Menschenrechtsgruppen liegen allerdings Zeugenaussagen über 168 Fälle von bandenmäßig betriebenen Vergewaltigungen während der Unruhen Mitte Mai vor. Der Vize-Vorsitzende der regierungsamtlichen Menschenrechtskommission mag zwar nicht die Zahlen bestätigen, spricht aber von »sehr starken Beweisen«. Sperma-Tests hätten gezeigt, daß die untersuchten Opfer von »sehr vielen verschiedenen Männern« vergewaltigt worden seien. In der chinesischen Minderheit reagiert man angesichts ständig neuer Pogrom-Gerüchte mit großer Sorge auf die Äußerungen Moetojibs. Wer es sich leisten kann, besticht lokale Militärchefs, damit sein Haus bewacht wird. Viele berichten von ständigem Telefonterror.
Jususf Wanandi vom Zentrum für Strategische und Internationale Studien in Jakarta ist nicht sehr optimistisch hinsichtlich der unmittelbaren Aussichten für die Minderheit. »Wir sind uns alle sicher, daß es einen gewissen Grad an militärischer Organisation in den Unruhen gegeben hat. Die Chinesen werden sich erst wieder sicher fühlen, wenn es wirkliche Untersuchungen der Vergewaltigungen und all dieser Vorfälle gibt; erst wenn es wieder ein Gefühl von Gerechtigkeit gibt«, diktiert er dem Reporter der South China Morning Post ins Mikrofon.
Bei Indonesiens ostasiatischen Nachbarn wächst unterdessen der Druck auf die Regierung in Jakarta, für eine schnelle Aufklärung und Bestrafung zu sorgen. In Hongkong, Taiwan und selbst der Volksrepublik China organisieren Gruppen und Parteien aller politischen Richtungen Proteste und Mahnwachen. In Peking sammeln Studenten Unterschriften unter eine Petition und werfen der Regierung vor, nicht genug in Indonesien zu unternehmen. Eine Kundgebung vor der indonesischen Botschaft in Peking wurde von den Behörden nicht genehmigt, aber dennoch geduldet.

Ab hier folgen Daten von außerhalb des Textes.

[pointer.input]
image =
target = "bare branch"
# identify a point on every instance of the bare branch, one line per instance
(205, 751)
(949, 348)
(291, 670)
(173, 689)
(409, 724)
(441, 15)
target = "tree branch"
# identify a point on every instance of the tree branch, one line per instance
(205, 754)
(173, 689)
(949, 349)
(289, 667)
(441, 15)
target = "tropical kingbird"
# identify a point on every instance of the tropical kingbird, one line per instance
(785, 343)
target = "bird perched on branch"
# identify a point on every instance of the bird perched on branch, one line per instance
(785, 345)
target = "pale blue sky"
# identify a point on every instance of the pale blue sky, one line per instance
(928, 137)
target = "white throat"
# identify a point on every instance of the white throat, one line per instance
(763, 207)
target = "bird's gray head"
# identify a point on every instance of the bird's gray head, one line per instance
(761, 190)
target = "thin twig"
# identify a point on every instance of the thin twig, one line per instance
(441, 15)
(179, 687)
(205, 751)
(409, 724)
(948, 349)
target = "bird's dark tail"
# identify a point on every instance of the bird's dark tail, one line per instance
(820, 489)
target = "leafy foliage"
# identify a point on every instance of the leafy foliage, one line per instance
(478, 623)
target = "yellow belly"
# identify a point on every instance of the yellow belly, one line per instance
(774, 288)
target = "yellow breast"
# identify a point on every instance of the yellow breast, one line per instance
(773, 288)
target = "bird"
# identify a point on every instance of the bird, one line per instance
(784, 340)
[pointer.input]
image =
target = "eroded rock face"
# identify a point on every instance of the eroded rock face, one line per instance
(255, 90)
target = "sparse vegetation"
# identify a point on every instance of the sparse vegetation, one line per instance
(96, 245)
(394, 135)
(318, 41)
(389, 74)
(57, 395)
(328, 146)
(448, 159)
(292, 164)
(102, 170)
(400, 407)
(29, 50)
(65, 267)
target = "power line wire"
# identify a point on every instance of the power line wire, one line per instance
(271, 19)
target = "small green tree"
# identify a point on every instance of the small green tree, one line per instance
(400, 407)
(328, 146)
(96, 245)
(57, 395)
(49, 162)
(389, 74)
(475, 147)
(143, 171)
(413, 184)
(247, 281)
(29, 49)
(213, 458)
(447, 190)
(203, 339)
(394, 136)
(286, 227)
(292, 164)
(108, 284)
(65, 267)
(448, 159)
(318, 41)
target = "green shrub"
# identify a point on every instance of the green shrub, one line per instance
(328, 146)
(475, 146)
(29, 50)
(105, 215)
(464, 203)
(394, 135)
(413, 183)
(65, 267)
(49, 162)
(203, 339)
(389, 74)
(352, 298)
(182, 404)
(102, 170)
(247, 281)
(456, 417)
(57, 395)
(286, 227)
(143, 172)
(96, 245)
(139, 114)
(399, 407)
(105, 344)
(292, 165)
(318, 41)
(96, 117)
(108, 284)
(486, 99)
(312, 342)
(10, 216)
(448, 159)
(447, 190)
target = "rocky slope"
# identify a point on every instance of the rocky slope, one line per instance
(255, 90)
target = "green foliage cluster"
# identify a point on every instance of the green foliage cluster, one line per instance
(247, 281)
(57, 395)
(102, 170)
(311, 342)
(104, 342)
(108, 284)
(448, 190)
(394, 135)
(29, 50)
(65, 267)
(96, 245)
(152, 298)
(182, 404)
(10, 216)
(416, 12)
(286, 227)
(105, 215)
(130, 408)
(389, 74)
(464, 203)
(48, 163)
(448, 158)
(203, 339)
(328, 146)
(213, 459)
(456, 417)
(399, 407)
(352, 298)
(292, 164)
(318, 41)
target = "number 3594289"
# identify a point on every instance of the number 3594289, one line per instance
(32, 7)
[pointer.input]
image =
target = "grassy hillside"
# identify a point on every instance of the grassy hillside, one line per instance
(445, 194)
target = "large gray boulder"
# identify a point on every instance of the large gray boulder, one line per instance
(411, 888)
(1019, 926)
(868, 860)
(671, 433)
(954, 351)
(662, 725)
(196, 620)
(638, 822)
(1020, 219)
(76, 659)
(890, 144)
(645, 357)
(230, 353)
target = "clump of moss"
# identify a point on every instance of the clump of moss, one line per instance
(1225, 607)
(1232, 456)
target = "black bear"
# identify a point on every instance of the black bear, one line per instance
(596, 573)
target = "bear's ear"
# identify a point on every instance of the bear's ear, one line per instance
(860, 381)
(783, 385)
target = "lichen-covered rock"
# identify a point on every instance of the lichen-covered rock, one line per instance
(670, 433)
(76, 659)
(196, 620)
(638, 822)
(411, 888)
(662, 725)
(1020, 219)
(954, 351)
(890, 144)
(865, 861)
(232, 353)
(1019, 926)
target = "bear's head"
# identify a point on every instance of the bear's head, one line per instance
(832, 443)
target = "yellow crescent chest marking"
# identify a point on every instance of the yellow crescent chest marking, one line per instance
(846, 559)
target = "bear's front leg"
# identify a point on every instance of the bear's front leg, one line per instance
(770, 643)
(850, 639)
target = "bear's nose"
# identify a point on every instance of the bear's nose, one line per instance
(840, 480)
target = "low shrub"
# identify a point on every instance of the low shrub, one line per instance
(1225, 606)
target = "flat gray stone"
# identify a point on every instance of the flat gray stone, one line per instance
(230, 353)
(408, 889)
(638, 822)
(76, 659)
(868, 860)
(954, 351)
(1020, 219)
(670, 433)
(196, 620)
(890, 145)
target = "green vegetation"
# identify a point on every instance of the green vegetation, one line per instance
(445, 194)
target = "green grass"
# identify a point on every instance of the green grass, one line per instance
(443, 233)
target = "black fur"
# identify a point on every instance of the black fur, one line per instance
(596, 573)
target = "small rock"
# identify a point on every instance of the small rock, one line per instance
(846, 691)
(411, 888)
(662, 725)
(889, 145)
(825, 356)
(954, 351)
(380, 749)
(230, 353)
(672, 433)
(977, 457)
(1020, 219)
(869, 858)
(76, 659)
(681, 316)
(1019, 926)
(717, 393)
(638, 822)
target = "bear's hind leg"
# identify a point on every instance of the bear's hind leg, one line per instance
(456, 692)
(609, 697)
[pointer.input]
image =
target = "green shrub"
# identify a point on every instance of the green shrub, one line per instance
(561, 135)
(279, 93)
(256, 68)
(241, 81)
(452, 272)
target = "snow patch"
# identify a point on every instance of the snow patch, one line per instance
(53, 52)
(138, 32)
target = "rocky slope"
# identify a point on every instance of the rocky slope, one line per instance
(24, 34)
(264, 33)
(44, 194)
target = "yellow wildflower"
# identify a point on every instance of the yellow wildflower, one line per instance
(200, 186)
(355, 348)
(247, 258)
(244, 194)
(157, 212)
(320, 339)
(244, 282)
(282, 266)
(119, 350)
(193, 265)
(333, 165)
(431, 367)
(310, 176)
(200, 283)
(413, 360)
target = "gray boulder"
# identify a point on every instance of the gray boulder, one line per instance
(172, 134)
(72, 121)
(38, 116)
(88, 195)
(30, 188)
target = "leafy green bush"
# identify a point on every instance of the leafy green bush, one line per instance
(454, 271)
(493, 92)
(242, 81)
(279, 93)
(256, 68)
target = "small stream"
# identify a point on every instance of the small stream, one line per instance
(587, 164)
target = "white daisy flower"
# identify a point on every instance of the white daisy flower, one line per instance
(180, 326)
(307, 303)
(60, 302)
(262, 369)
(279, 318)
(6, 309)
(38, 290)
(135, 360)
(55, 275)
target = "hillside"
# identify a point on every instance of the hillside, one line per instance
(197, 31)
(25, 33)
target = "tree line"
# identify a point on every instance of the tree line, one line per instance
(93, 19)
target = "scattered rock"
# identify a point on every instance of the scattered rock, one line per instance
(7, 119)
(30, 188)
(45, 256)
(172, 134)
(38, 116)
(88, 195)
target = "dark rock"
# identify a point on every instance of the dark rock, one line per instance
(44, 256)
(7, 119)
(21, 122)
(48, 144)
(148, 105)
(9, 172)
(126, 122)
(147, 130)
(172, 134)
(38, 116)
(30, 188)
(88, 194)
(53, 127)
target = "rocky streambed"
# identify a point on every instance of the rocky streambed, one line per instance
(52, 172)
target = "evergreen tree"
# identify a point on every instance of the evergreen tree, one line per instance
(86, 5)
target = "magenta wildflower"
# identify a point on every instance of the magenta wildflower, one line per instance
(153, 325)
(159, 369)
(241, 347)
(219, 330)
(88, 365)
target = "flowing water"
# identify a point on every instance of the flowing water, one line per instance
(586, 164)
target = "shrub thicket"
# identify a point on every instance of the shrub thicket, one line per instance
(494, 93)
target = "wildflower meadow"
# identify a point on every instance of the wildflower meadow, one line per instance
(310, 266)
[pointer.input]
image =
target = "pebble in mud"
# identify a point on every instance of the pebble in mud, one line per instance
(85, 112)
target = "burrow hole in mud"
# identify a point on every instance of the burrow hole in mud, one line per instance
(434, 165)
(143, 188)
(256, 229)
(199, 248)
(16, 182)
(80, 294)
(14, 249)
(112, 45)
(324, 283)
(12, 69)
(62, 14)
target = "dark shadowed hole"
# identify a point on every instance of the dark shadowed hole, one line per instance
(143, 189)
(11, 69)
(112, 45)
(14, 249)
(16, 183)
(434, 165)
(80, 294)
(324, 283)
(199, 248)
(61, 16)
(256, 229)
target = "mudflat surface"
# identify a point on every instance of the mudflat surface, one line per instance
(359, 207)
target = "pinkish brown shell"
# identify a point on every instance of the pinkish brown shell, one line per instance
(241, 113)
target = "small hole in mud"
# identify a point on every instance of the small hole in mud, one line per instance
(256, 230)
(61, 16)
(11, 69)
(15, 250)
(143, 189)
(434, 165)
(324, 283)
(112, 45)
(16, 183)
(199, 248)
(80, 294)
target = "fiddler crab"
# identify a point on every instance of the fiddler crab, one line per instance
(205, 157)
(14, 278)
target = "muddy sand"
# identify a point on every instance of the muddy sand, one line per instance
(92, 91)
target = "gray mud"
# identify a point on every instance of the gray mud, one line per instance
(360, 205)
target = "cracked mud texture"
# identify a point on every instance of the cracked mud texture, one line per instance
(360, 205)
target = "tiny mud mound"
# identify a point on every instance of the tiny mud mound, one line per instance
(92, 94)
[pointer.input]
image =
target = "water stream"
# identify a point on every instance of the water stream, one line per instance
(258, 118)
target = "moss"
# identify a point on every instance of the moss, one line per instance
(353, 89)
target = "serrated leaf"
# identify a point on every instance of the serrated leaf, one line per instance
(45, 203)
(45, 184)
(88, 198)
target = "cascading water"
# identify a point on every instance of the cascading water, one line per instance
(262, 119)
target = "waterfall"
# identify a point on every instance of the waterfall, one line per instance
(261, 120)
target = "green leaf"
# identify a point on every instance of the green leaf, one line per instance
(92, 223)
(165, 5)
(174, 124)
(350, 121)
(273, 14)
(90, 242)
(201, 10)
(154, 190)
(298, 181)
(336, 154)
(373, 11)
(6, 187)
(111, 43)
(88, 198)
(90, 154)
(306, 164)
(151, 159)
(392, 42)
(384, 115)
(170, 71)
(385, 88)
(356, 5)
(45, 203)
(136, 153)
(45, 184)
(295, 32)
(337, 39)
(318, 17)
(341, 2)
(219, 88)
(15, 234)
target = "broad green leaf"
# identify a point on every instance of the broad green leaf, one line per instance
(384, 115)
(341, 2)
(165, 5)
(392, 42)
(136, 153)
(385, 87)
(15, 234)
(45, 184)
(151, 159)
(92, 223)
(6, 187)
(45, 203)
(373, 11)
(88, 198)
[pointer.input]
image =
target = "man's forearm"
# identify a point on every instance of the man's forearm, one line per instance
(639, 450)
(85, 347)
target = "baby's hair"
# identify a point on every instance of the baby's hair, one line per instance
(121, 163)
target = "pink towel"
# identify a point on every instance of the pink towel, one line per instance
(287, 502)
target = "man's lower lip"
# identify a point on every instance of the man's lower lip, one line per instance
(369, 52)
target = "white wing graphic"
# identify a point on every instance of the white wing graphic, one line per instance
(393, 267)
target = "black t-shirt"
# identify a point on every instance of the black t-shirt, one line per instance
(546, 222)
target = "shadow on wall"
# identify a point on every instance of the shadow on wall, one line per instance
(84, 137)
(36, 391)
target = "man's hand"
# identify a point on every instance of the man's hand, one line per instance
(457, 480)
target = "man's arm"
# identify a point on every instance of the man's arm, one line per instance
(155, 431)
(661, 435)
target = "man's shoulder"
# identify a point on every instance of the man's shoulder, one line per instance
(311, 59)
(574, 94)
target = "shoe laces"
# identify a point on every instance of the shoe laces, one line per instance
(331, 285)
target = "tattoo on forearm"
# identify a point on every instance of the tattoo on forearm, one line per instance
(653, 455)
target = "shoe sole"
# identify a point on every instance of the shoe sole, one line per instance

Die Regierung Chinas hat unterdessen erstmalig ihre Politik der »Nichteinmischung in innere Angelegenheiten« aufgegeben und drängt ihrerseits Jakarta auf rasche Bestrafung der Täter. Chinesische Dissidenten fühlen sich dadurch in ihrer Forderung nach internationaler Untersuchung von Verstößen gegen die Menschenrechte im Land der Mitte bestätigt.